Re: openvswitch/flow WAS ( Re: [rfc] Merging the Open vSwitch datapath
From: jamal <hidden>
Date: 2010-10-16 11:36:06
Jesse, I re-added the other address Ben put earlier on in case you missed it. yes, I have heard of TL;DR but unlike Alan Cox i find it hard to make a point in one sentence of 3 words - so please bear with me and read on. On Fri, 2010-10-15 at 14:35 -0700, Jesse Gross wrote:
You're right, at a high level, it appears that there is a bit of an overlap between bridging, tc, and Open vSwitch.
It looks like openvswitch rides on top of openflow, correct? earlier i was looking at openflow/datapath but gleaning openvswitch/datapath it still looks conceptually the same at the lower level.
However, in reality each is targeting a pretty different use case.

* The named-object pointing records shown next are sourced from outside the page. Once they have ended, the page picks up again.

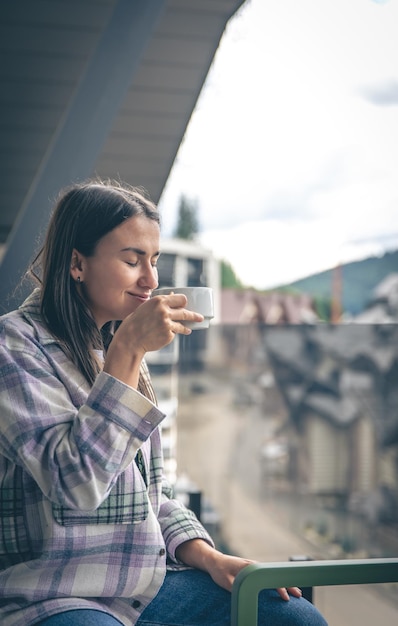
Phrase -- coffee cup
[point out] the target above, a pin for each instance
(199, 299)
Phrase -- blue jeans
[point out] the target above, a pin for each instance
(191, 598)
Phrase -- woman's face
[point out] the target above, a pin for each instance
(122, 272)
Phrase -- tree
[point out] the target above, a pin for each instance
(188, 223)
(228, 277)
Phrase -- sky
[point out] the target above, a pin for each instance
(291, 154)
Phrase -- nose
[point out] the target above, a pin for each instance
(149, 276)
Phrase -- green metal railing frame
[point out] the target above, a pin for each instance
(257, 576)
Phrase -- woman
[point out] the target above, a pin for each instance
(88, 524)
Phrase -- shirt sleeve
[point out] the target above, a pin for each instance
(178, 524)
(75, 451)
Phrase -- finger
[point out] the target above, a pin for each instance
(295, 591)
(283, 593)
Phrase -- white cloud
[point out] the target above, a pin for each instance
(292, 154)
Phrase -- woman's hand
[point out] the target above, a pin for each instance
(223, 568)
(153, 325)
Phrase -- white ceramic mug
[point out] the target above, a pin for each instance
(199, 299)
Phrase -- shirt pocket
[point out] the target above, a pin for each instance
(124, 505)
(14, 538)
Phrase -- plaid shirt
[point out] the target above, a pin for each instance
(80, 528)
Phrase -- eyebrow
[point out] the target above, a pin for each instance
(138, 251)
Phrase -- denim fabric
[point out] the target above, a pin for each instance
(191, 598)
(81, 617)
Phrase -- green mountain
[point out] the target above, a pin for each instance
(358, 280)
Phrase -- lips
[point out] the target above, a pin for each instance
(141, 297)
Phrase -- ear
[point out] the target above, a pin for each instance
(76, 265)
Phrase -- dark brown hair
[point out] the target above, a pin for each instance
(83, 214)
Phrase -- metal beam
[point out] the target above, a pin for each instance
(73, 151)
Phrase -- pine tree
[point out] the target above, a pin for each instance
(188, 223)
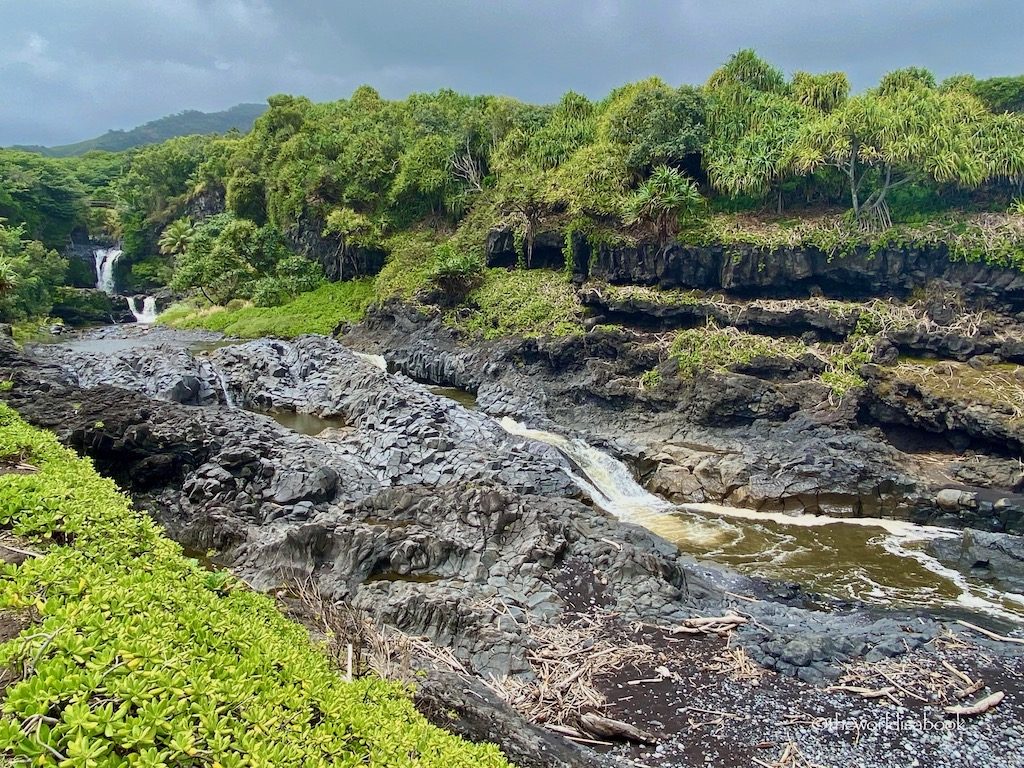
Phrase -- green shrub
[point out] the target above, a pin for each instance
(316, 311)
(455, 272)
(534, 302)
(142, 657)
(714, 348)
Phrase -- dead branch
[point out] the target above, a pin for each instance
(979, 708)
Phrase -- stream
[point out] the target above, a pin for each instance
(876, 561)
(872, 560)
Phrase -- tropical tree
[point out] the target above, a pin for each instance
(654, 124)
(30, 273)
(8, 278)
(663, 200)
(904, 129)
(754, 124)
(174, 240)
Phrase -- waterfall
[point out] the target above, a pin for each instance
(374, 359)
(608, 481)
(224, 389)
(209, 370)
(105, 259)
(147, 315)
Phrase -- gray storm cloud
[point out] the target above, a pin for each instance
(71, 70)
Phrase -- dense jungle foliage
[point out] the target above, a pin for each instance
(423, 180)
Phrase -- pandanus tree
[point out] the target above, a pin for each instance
(664, 200)
(8, 278)
(902, 130)
(174, 240)
(754, 123)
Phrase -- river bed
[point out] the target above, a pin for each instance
(878, 562)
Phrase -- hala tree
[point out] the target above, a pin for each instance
(663, 200)
(174, 239)
(753, 127)
(654, 124)
(885, 138)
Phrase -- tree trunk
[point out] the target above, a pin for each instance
(854, 183)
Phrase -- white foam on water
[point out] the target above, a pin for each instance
(374, 359)
(609, 483)
(147, 314)
(105, 259)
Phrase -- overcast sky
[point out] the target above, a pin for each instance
(70, 69)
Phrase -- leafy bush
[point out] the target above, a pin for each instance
(141, 657)
(535, 302)
(318, 311)
(29, 275)
(454, 272)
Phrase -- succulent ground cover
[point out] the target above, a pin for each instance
(132, 654)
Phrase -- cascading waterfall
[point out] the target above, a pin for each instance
(147, 314)
(707, 529)
(217, 375)
(374, 359)
(107, 259)
(608, 481)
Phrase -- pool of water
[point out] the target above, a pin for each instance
(467, 399)
(305, 423)
(114, 339)
(875, 561)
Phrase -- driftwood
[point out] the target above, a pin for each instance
(863, 692)
(563, 696)
(922, 677)
(978, 708)
(601, 726)
(710, 625)
(791, 758)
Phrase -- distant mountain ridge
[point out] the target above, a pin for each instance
(240, 117)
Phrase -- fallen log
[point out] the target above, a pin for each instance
(978, 708)
(608, 728)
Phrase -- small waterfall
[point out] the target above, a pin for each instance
(224, 389)
(105, 259)
(217, 375)
(147, 315)
(374, 359)
(608, 481)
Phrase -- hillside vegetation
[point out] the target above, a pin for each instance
(752, 156)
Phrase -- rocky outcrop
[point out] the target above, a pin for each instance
(548, 250)
(758, 316)
(340, 261)
(727, 438)
(794, 272)
(456, 558)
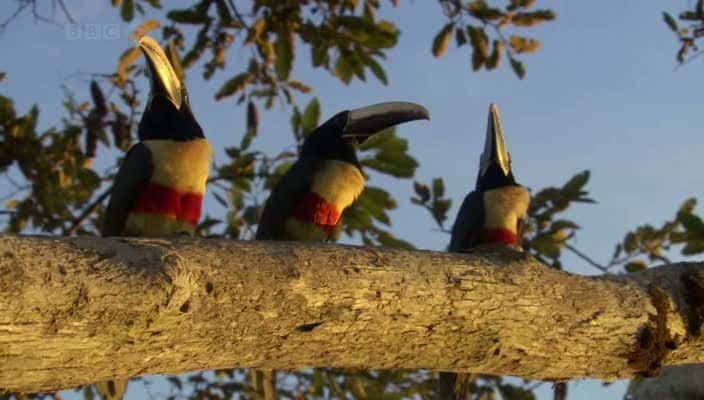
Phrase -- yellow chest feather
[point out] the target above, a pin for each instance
(182, 166)
(338, 182)
(503, 207)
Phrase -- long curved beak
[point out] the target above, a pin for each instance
(495, 162)
(366, 121)
(163, 78)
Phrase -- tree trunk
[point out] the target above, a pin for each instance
(81, 310)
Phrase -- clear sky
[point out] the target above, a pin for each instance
(602, 94)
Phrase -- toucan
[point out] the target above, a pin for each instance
(307, 202)
(493, 213)
(159, 187)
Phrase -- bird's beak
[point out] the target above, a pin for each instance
(366, 121)
(163, 78)
(495, 162)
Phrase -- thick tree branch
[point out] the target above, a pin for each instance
(79, 310)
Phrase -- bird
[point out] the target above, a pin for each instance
(308, 201)
(494, 213)
(159, 188)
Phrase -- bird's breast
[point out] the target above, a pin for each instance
(335, 185)
(172, 200)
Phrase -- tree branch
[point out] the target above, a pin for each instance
(79, 310)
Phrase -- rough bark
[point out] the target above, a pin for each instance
(81, 310)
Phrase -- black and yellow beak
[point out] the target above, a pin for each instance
(163, 78)
(168, 113)
(362, 123)
(495, 162)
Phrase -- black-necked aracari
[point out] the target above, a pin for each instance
(492, 214)
(159, 187)
(307, 202)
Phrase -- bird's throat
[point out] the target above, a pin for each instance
(500, 236)
(314, 209)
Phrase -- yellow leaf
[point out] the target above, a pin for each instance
(442, 40)
(141, 30)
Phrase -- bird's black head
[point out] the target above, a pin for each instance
(168, 113)
(495, 162)
(339, 137)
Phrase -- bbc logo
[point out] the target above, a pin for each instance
(93, 32)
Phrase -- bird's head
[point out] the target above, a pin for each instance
(168, 112)
(495, 162)
(339, 137)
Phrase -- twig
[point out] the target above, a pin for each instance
(87, 212)
(587, 259)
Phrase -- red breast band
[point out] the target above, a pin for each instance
(163, 200)
(500, 235)
(314, 208)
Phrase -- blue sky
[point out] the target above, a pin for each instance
(603, 93)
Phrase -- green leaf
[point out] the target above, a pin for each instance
(517, 67)
(311, 117)
(442, 40)
(192, 17)
(233, 85)
(377, 70)
(693, 224)
(670, 22)
(387, 239)
(693, 247)
(438, 187)
(521, 44)
(480, 46)
(127, 10)
(635, 266)
(574, 186)
(284, 54)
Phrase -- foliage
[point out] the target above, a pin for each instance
(688, 30)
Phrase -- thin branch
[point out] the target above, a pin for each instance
(87, 212)
(587, 259)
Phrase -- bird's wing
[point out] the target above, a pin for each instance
(131, 179)
(285, 196)
(468, 224)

Sure, use cases differences typically map either to policy or extension/addition of a new mechanism. To clarify - you have the following approach per VM: -->ingress port --> filter match --> actions Did i get this right? You have a classifier that has 10 or so tuples. I could replicate it with the u32 classifier - but it could be argued that a brand new "hard-coded" classifier would be needed. You have a series of actions like: redirect/mirror to port, drop etc I can do most of these with existing tc actions and maybe replicate most (like the vlan, MAC address, checksum etc rewrites) with pedit action - but it could be argued that maybe one or more new tc actions are needed. Note: in linux, the above ingress port could be replaced with an egress port instead. Bridging and L3 come after the actions in the ingress path; and post that we have exactly the same approach of port->filter->action
Given that the design goals are not aligned, keeping separate things separate actually helps with overall simplicity.
In general i would agree with the simplicity sentiment - but i fail to see it so far. A lot of the complexity, such as your own proprietary headers for flows +actions, doesnt need to sit in the kernel. IOW, the semantics of openflow already exist albeit a different syntax. You can map the syntax to semantic in user space. This adheres to the principal of simple kernel and external policy. I am sure thats what you would need to do with openflow on top of an ASIC chip for example, no? I can see from the website you already run on top of broadcom and marvel...
Where there is overlap, I am certainly happy to see common functionality reused: for example, Open vSwitch uses tc for its QoS capabilities.
Refer to above.
In the future, I expect there to be an even clearer delineation between the various components. One of the primary use cases of Open vSwitch at the moment is for virtualized data center networking but a few of the other potential uses that have been brought up include security processing (involving sending traffic of interest to userspace) and configuring SR-IOV NICs (to appropriately program rules in hardware). You can see how each of these makes sense in the context of a virtual switch datapath but less so as a set of tc actions.
Unless i am misunderstanding - these are clearly more control extensions but I dont see any of it needing to be in the kernel. It is all control path stuff. i.e something in user space (maybe even in a hypervisor) that is aware of the virtualization creates, destroys and manages the VMs (SR-IOV etc) and then configures per-VM flows whether directly in the kernel or via some ethtool or other interface to the NIC.
So, in short, I don't see this as something lacking in Linux, just complementary functionality.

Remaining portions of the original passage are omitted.